It's amazing how easy it is to overlook that one....that one odd joiner way over there, where it's hard to reach. I used EZ-Track on my first layout, which was a whopper by beginner's standards. It was three sheets of ply abutted against each other on the long sides, supported by 2X4 legs and sub-frame. It was a beast, complete with a stacked insulation foamboard 'mountain' with EZ-Track spiraling up it at 3.5% to a mine. I had a lot of fun. And expense. But it worked very well, and I don't regret the experience one bit.


----------



## GTW son (12 mo ago)

Most sections fit together no problemo, then there's the 2 or 3 that drive you bonkers.
Don't know which would have been handier 3 arms or 7 fingers per hand.


----------



## Chops (Dec 6, 2018)

Once all the joiners were in place, if there was a derailment it always traces back to a defective bogie or coupler. 
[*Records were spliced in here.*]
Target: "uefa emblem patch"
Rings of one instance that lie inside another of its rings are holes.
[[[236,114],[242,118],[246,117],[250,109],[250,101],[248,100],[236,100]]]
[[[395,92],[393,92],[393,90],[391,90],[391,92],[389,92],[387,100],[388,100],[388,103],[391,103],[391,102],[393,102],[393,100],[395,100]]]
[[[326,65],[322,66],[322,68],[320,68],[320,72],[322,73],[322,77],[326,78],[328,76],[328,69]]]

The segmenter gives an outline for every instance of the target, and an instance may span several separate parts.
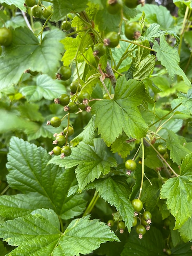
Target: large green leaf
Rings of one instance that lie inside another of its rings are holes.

The turnouts have a bad reputation. After scrutinizing several, it appears that some have a rivet holding down the guiderail allowing it to float in the range of micrometers, but enough to pick a flange and spill the train. Trying to tighten that rivet is not something I have been able to do, as one can only access it from the top. Not all switches seem to be cursed, in this fashion, so when I start putting in turnouts the first thing I will check is the firmness of the rivet. If it is the tiniest bit loose I will return for refund, immediately.


----------